L’employeur doit prendre en compte, dans la mesure du possible, les souhaits du salarié avant de fixer la période de congés. Les règles de priorité (ancienneté, situation familiale, présence d’enfants scolarisés) doivent être respectées.

2. Respect du délai de prévenance

La loi impose un délai minimum d’un mois avant la date de départ en congé pour informer le salarié. Toute modification tardive doit être justifiée par des circonstances exceptionnelles.

💡 Bon à savoir : parmi les cas de circonstances exceptionnelles reconnus par la jurisprudence :

  • un surcroît d’activité imprévu (commande urgente, client stratégique) ;

  • un remplacement indispensable suite à l’absence soudaine d’un salarié clé ;

  • un impératif de continuité du service dans les secteurs sensibles (santé, sécurité, transport) ;

  • un événement économique majeur (difficultés graves menaçant l’entreprise) ;

  • une catastrophe ou un événement exceptionnel (incendie, inondation, épidémie, grève externe).

En revanche, une simple désorganisation liée à un manque d’anticipation de l’employeur ne constitue pas une circonstance exceptionnelle.

3. Protection en cas de maladie ou maternité

Si les congés imposés chevauchent un arrêt maladie, ils sont reportés. De même, un congé maternité ou paternité ne peut pas être remplacé par des congés payés.
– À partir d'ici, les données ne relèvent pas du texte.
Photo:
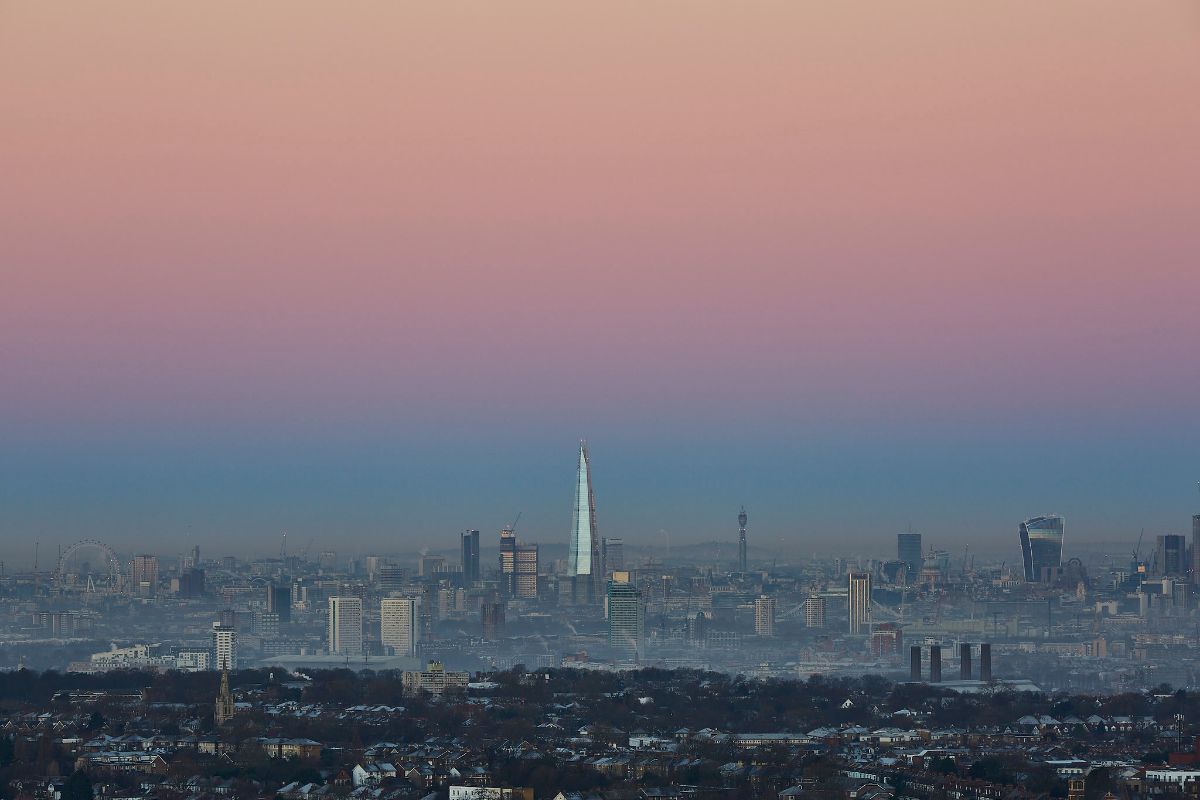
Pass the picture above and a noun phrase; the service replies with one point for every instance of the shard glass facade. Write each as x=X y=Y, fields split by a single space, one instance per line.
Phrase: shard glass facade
x=583 y=553
x=1041 y=546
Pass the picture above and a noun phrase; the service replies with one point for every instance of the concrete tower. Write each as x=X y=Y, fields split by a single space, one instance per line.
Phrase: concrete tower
x=742 y=540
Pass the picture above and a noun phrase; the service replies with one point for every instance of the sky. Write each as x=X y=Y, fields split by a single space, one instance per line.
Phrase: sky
x=367 y=272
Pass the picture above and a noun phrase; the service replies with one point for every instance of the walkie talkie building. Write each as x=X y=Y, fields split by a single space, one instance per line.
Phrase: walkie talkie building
x=583 y=553
x=1041 y=546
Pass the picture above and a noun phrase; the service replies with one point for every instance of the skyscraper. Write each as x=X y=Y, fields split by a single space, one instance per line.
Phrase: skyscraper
x=279 y=601
x=1041 y=546
x=343 y=632
x=814 y=611
x=765 y=615
x=742 y=540
x=1170 y=555
x=627 y=618
x=469 y=558
x=583 y=551
x=519 y=565
x=525 y=572
x=144 y=573
x=1195 y=548
x=909 y=551
x=859 y=602
x=225 y=645
x=491 y=617
x=613 y=554
x=399 y=625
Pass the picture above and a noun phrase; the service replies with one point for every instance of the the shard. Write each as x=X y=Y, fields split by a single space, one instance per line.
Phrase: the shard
x=583 y=554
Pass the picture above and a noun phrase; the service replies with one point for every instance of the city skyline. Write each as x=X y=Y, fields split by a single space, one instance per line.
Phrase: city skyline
x=360 y=276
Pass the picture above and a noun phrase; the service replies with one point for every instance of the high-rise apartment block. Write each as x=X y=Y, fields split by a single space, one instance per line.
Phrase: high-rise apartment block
x=225 y=645
x=627 y=618
x=399 y=625
x=859 y=597
x=491 y=617
x=814 y=611
x=1195 y=548
x=1170 y=555
x=469 y=558
x=743 y=548
x=613 y=554
x=765 y=615
x=144 y=575
x=343 y=632
x=909 y=553
x=279 y=601
x=519 y=566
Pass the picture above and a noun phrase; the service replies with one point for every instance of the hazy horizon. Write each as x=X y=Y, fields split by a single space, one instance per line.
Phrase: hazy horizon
x=367 y=274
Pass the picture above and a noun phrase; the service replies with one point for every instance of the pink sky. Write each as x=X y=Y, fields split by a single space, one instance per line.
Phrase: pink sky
x=215 y=209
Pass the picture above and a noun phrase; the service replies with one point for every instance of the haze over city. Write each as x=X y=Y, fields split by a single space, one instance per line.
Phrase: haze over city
x=367 y=277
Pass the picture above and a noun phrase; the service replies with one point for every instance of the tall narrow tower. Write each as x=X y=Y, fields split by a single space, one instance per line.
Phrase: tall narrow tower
x=742 y=540
x=583 y=551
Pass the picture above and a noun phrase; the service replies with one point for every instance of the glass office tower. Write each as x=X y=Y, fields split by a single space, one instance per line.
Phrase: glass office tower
x=1041 y=546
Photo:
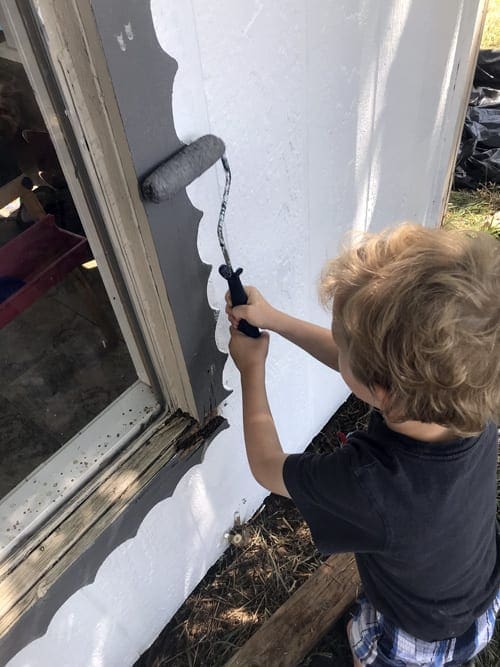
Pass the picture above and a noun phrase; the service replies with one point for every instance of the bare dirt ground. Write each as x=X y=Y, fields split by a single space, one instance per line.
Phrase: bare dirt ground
x=251 y=581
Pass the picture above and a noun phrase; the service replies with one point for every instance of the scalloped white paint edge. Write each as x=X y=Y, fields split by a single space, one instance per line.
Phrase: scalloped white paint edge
x=125 y=619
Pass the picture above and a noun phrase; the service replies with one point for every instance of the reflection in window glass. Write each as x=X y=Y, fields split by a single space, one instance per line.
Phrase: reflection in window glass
x=62 y=356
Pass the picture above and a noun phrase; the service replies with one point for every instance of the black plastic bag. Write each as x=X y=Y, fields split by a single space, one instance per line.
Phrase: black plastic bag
x=478 y=159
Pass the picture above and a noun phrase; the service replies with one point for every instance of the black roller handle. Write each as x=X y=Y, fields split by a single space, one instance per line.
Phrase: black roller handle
x=238 y=298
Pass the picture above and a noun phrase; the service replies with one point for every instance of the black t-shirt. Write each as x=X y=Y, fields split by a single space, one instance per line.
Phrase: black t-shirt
x=420 y=517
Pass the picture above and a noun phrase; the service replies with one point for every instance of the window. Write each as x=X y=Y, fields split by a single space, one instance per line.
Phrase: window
x=93 y=359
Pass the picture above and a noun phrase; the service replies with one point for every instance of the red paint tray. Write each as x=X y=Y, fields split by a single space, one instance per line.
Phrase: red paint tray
x=41 y=256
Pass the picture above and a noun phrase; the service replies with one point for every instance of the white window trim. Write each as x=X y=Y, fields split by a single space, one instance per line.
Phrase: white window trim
x=79 y=66
x=72 y=44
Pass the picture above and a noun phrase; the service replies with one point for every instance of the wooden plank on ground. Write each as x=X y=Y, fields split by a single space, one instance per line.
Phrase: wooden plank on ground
x=297 y=626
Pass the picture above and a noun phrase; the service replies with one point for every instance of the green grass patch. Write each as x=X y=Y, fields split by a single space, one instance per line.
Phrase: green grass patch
x=491 y=32
x=475 y=210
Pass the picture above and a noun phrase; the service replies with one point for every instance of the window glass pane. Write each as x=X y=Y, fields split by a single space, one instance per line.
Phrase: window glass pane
x=62 y=356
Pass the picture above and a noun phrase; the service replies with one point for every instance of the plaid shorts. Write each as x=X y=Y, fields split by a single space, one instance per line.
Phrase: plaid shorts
x=376 y=642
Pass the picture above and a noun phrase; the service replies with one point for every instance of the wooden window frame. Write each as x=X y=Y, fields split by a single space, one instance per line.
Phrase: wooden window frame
x=65 y=63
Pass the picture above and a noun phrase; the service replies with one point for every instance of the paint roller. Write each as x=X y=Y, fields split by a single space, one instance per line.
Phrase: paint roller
x=179 y=171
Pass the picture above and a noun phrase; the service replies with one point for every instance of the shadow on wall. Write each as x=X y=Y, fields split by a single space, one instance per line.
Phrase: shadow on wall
x=395 y=82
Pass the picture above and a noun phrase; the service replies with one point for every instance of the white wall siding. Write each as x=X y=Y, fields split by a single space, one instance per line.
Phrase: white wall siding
x=336 y=115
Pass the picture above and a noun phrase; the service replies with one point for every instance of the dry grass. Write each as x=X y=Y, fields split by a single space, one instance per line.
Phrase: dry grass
x=250 y=582
x=475 y=210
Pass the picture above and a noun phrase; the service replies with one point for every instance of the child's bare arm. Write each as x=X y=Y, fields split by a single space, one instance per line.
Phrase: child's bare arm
x=264 y=452
x=317 y=341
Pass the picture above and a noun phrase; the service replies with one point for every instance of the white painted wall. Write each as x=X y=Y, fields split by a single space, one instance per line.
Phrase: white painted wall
x=336 y=115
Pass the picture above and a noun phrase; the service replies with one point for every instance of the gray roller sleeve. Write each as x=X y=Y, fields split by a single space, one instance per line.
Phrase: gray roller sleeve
x=182 y=168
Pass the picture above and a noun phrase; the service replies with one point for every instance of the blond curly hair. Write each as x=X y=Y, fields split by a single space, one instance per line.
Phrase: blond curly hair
x=419 y=311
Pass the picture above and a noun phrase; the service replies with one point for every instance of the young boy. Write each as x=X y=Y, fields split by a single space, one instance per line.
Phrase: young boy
x=416 y=334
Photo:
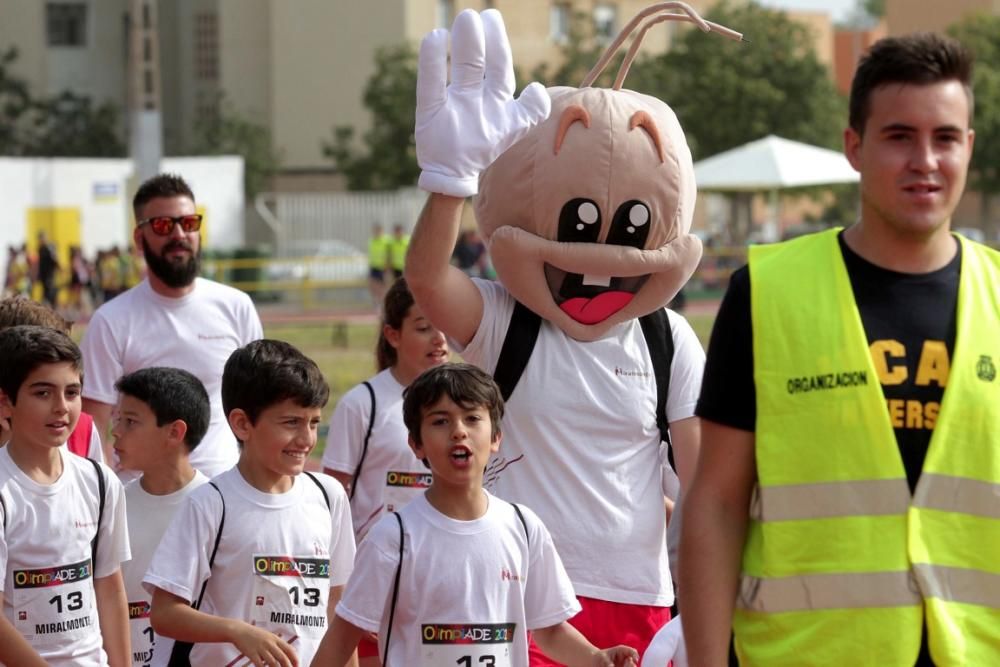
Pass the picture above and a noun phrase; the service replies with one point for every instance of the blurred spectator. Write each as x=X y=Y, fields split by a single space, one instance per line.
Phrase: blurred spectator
x=48 y=265
x=397 y=250
x=470 y=254
x=79 y=284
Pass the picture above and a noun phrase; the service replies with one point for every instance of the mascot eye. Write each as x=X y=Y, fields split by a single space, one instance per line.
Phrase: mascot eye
x=579 y=221
x=630 y=225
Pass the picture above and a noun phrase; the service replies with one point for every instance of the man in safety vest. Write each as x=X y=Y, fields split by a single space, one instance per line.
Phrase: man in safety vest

4. Conservation du droit au congé

Même en cas d’imposition exceptionnelle, d’arrêt maladie ou de congé parental, le salarié ne perd pas son droit à des congés : les congés acquis non pris sont soit posés, soit reportés selon les circonstances.

Un employeur peut-il imposer la prise de tous mes congés ?

En principe, l’employeur ne peut pas obliger un salarié à poser l’ensemble de ses congés payés selon son seul choix. Il doit tenir compte des souhaits des salariés et respecter les délais de prévenance. Toutefois, il existe des exceptions : une fermeture annuelle de l’entreprise, un accord collectif ou une convention spécifique peuvent lui permettre d’imposer la totalité des congés.

Quels sont les recours possibles en cas de désaccord concernant les congés imposés ?

En cas de désaccord persistant avec l’employeur concernant la période de prise des congés, le salarié peut d’abord tenter une médiation interne ou solliciter les représentants du personnel. Si la situation reste bloquée, un recours auprès du conseil de prud’hommes est possible. Le juge vérifiera alors si l’employeur a respecté les règles légales et conventionnelles encadrant la fixation des congés.

Que faire si mes congés imposés chevauchent un arrêt maladie ?

La loi et la jurisprudence européenne sont claires : les congés payés ne peuvent pas être perdus en raison d’un arrêt maladie. Si la période de congé imposée coïncide avec un arrêt maladie, les congés sont automatiquement reportés à une date ultérieure. Le salarié conserve ainsi son droit intégral à congés, même s’il est en incapacité de travailler pendant la période initialement prévue.